Fresh pygmy marmosets (a couple of weeks old now!)







































Stunning black lemur twins (unfortunately rejected by mom (dad is soft as a brush) and had to be hand raised). These are really important animals as mom is 'fresh blood' to the UK black lemur population and came in from the Czech Republic last year.


----------



## adamntitch (Jun 17, 2007)

so stunning amazing how big the baby marazets (sp) are at only 2 weeks old and totaly love they baby lemurs xx


----------



## bladeblaster (Sep 30, 2008)

wot you lookin at 4 eyes :lol2:


----------



## bothrops (Jan 7, 2007)

adamntitch said:


> so stunning amazing how big the baby marazets (sp) are at only 2 weeks old and totaly love they baby lemurs xx


They might be a bit older than two weeks, I can't remember their actual DOB! I'll check though.


----------



## PETERAROBERTSON (Jul 2, 2008)

Nice Andy.
Any chance of photography lessons...lol
Hows the tops doing...?
Funny how the males are all diff
but have that funny gob..
Not seen black lemurs for a while...
Lemurs bite sore...(dont try it to see)
Looking really good.
Is it the mum blacks first.?


----------



## Zoo-Man (Apr 12, 2008)

Fab pictures Andy! The Pygmy Marms are adorable, but those baby Black lemurs, oh boy! :flrt:


----------



## bothrops (Jan 7, 2007)

PETERAROBERTSON said:


> Nice Andy.
> Any chance of photography lessons...lol
> Hows the tops doing...?
> Funny how the males are all diff
> ...



No problems at all Peter - I'll happily trade a set of photos and some photography tips for a tour and a coffee if I'm up your neck of the woods? : victory:

Tops are good. The male that looked like he was on his way out (suspected CWD) responded well to steroids. His son, who stole a few of his drugged locust as he grew up has become a bit of a bruiser as a result. They had another pair earlier this year so currently we have five.

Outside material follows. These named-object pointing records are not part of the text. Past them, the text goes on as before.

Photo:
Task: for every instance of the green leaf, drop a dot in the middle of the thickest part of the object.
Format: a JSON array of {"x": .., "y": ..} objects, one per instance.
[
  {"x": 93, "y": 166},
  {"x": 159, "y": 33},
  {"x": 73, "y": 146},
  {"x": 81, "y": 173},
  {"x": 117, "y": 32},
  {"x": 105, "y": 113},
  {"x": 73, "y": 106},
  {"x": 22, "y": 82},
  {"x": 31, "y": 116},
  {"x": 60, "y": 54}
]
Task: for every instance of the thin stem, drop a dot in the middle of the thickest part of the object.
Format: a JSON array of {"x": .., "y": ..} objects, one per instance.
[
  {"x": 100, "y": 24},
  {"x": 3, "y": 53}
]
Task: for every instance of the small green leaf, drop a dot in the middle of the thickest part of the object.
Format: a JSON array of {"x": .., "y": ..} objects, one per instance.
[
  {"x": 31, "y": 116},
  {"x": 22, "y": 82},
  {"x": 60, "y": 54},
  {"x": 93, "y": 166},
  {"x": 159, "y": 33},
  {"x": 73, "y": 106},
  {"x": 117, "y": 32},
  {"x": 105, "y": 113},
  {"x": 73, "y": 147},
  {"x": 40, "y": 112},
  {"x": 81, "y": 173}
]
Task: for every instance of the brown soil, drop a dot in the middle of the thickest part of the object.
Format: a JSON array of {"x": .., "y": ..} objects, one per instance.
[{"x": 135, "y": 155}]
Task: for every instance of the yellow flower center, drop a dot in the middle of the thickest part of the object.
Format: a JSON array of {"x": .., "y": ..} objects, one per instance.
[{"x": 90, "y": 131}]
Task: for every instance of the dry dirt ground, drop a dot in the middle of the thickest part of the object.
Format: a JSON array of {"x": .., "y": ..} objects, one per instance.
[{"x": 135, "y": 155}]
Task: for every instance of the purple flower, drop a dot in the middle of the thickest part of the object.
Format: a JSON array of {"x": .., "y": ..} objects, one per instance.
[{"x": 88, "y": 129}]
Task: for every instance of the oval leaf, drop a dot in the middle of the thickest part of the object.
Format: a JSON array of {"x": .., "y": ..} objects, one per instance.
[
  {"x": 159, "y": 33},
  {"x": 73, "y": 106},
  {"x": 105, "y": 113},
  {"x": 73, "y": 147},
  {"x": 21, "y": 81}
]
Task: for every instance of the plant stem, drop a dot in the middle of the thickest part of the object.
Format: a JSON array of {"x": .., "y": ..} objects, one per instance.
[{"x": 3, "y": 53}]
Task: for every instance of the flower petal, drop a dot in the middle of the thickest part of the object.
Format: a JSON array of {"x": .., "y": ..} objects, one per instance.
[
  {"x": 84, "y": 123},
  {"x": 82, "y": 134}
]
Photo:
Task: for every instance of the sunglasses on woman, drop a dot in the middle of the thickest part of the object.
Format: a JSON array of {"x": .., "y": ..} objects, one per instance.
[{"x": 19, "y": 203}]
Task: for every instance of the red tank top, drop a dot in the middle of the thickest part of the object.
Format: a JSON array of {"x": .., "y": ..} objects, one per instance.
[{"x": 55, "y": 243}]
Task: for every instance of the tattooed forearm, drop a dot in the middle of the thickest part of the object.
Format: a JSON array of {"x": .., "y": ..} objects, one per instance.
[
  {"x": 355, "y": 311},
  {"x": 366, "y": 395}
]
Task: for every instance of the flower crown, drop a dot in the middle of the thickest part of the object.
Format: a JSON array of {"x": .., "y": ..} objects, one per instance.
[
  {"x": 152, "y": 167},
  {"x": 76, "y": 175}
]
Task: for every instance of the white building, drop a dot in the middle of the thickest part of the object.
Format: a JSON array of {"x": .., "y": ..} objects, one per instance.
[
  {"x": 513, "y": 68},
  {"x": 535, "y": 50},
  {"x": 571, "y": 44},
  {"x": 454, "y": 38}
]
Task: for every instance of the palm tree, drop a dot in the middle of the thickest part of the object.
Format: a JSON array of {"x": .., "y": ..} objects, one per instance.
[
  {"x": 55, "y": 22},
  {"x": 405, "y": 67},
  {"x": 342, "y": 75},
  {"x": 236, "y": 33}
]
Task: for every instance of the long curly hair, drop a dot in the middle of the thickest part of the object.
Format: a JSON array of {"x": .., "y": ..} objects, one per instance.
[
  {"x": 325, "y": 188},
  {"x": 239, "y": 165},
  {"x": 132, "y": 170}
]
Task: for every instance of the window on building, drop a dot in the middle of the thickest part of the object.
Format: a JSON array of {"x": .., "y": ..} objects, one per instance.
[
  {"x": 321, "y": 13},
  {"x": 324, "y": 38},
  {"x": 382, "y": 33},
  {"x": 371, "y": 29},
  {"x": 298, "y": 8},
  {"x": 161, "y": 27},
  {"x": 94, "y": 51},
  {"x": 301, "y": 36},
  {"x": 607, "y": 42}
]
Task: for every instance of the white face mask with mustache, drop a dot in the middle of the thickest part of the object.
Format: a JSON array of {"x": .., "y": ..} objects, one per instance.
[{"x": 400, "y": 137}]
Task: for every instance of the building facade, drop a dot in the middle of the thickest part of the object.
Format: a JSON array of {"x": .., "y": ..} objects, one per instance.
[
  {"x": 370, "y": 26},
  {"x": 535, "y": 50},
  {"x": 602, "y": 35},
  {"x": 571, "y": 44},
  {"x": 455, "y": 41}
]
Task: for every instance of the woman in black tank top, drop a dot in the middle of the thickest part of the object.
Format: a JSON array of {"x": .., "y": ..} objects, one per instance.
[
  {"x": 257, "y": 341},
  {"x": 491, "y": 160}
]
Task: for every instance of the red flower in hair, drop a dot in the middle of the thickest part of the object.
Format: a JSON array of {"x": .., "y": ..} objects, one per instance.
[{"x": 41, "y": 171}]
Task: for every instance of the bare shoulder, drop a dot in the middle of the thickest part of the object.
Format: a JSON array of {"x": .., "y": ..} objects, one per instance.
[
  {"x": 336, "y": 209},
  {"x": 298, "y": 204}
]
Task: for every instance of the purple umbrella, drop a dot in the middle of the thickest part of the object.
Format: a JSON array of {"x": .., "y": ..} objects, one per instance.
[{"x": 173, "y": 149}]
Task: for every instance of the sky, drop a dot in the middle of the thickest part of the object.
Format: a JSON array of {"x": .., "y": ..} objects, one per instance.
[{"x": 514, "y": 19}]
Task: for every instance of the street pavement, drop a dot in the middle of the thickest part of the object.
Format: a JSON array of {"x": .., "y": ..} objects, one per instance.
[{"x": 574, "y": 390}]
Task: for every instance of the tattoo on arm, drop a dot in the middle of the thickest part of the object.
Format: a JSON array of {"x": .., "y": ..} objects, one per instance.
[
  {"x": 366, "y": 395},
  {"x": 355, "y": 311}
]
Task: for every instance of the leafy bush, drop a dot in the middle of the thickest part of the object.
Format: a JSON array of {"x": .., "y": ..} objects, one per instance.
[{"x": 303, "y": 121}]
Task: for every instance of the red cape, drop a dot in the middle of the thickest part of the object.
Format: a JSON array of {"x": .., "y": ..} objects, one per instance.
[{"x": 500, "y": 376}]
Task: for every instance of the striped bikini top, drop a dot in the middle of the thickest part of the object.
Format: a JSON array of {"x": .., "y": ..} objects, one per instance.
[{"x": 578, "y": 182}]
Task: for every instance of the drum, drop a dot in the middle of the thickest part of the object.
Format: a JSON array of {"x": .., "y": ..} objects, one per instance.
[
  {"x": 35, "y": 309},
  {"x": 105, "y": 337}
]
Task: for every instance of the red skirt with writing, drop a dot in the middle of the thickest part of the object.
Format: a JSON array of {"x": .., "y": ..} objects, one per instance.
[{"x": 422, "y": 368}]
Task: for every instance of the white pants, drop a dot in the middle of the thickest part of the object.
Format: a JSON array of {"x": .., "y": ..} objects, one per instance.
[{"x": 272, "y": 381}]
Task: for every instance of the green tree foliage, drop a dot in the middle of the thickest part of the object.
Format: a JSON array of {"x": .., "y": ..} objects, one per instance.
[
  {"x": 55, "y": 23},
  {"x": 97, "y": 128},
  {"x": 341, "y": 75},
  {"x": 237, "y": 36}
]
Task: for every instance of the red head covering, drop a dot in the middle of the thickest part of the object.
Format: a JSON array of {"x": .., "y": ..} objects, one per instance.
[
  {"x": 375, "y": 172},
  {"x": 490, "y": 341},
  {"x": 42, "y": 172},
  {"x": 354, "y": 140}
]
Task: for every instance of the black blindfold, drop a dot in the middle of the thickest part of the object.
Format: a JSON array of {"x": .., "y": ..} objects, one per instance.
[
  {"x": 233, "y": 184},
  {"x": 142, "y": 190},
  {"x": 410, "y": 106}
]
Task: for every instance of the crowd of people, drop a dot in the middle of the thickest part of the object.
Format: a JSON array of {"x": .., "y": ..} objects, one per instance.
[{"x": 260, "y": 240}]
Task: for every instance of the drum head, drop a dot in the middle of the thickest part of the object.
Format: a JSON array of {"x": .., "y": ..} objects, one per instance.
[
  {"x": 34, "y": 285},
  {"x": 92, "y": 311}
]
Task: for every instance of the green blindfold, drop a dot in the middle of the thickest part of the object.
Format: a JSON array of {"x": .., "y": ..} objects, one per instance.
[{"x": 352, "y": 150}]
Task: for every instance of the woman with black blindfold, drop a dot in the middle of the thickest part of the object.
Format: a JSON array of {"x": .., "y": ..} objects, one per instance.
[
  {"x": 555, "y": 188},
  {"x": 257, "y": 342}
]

The blacks are indeed mom's first. Reintroduction has been tricky as mom is still exhibiting aggression towards them, but hopefully she'll mellow soon. Never had a lemur bite and don't intend to ever have one! The blacks little fangs look bad enough, but I'm always most nervous of the red ruffs!





This was my favourite shot of this particular session (no babies, but love the 'standard pose' feel - it really screams 'pygmy'!)


----------



## Recluso (Dec 3, 2010)

I think I might have broken something gooshing at the baby bundles of ridiculously cute.

Absolutely stunning pictures


----------



## carlycharlie (Jan 16, 2008)

Geat photos Andy & congrats to all at work on all the new arrivals :no1:


----------



## the dogs (Jul 15, 2009)

amazing pics of amazing animals


----------



## MattsZoo (Oct 27, 2011)

Those pictures are amazing! Very adorable little guys and girls!


----------



## Talk To The Animals (Jan 10, 2008)

If either of those lemur babies goes missing, you might want to check my house.. :whistling2:


----------